Una vez de vuelta en la Embajada, me llevó a recorrer el muro posterior.
—Hay algo que quiero que sepas —dijo.
—Sí, señor.
—Yo soy el hombre que descubrió a Philby.
—Todos lo sabemos.
—Pero después de descubrirlo, empecé a preguntarme si no fueron los rusos los que decidieron que ocurriese. En ese caso, me dije, sólo hay una respuesta. Están tratando de proteger algo más grande. Alguien más grande. Entonces, la pregunta es: ¿Quién? Una pregunta que persiste. Te pido que adivines de quién se trata.
No dijo nada más, pero una parte de mi cerebro quedó preguntándose por siempre si no sería Harlot.
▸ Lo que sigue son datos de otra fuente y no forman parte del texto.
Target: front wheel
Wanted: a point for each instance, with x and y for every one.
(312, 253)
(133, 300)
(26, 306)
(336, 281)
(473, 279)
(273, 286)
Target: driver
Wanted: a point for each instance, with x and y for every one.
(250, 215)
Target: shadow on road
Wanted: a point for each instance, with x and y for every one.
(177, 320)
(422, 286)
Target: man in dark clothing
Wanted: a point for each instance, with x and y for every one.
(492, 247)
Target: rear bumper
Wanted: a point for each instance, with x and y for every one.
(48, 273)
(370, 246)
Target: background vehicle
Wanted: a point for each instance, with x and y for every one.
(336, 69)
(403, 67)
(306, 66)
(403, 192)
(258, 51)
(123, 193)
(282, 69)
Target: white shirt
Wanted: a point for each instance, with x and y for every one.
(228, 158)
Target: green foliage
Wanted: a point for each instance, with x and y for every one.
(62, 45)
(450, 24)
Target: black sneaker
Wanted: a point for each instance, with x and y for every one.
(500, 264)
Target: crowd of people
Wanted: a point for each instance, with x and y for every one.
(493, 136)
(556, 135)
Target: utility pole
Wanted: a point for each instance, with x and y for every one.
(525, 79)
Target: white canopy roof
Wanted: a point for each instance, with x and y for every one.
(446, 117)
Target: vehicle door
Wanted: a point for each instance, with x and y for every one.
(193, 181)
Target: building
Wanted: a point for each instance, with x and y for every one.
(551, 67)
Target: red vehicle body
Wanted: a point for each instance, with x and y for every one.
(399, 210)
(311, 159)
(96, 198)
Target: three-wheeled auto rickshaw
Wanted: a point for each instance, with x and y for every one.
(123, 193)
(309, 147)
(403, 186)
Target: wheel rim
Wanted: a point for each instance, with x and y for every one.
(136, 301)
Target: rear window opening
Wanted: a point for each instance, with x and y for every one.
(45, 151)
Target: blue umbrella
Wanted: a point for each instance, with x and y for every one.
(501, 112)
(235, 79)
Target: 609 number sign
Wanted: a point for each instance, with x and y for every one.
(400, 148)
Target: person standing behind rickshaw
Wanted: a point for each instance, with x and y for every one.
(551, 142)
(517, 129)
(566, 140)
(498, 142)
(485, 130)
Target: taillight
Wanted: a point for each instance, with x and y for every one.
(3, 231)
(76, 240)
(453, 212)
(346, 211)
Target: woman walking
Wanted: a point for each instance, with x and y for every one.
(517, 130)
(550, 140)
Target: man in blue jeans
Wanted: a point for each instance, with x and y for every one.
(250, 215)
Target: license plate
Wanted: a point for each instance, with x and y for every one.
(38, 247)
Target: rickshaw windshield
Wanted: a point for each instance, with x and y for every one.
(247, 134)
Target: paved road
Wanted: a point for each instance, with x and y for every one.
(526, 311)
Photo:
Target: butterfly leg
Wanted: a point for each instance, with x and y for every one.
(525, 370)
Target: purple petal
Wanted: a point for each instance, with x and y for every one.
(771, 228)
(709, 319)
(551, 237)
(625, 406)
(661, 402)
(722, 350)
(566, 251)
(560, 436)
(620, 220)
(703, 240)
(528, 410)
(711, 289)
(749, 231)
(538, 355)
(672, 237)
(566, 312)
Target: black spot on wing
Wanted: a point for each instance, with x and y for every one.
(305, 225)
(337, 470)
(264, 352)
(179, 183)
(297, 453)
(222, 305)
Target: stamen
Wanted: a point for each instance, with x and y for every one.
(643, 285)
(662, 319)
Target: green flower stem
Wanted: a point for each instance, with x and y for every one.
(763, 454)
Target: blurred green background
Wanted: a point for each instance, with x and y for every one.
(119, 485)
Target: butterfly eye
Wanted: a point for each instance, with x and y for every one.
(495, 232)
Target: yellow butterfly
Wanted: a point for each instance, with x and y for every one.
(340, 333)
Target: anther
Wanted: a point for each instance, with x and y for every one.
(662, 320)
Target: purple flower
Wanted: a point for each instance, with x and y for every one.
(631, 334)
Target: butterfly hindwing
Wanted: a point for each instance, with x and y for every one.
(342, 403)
Harvey terminó nuestras horas de festividad alcohólica orinando toda una parte del muro posterior de la Embajada estadounidense en Roma.
—Hubbard —dijo—, debo informarte cuan cerca de Jesucristo me siento cuando meo como ahora lo estoy haciendo.
Luego golpeó su cabeza contra la mía para decirme adiós. Fue su último obsequio: un dolor de cabeza para acompañar la resaca durante el regreso a la patria.
Moscú, marzo de 1984
Esa última frase, «un dolor de cabeza para acompañar la resaca durante el regreso a la patria»—verdadero anticlímax—, me llevó a la última página escrita para Alfa. Hasta allí llegaban mis Memorias. Sentado en la cama de mi estrecha habitación, junto al pozo de ventilación, en el cuarto piso del viejo Metropole de Moscú, mirando fijamente un techo absurdamente alto cuyas proporciones constituían un eco del espacio mayor que debía de haber existido durante el reinado del último zar, yo sólo sabía que no quería que el manuscrito finalizara, que no quería terminar mi tarea. Esos dos mil fotogramas de microfilme equivalían a una protección primordial contra los rigores de una tierra extraña y hostil. Eran como dinero en el bolsillo. Acababa de consumir mi capital. Me había quedado sin libro, solo, a merced de una misión cuyo propósito no podía mencionar, pero que persistía en lo más profundo de mi ser. Porque si la respuesta no estaba viva en algún rincón resguardado de mi mente, entonces, ¿por qué estaba ahí?
Entonces pensé en Harlot, y en su inconmensurable vanidad. Recordé una vieja leyenda. En los días del Estanque de los Reflejos, una noche Harlot entró en el despacho de un asistente, en el edificio I-J-K-L, y permaneció de pie en la oscuridad, mirando el edificio de enfrente. En una oficina iluminada, al otro lado del patio, vio a uno de sus colegas besando a una secretaria. De inmediato, Harlot llamó por teléfono a esa oficina, y sin dejar de observar, vio cómo el hombre se apartaba de la mujer para poder coger el auricular.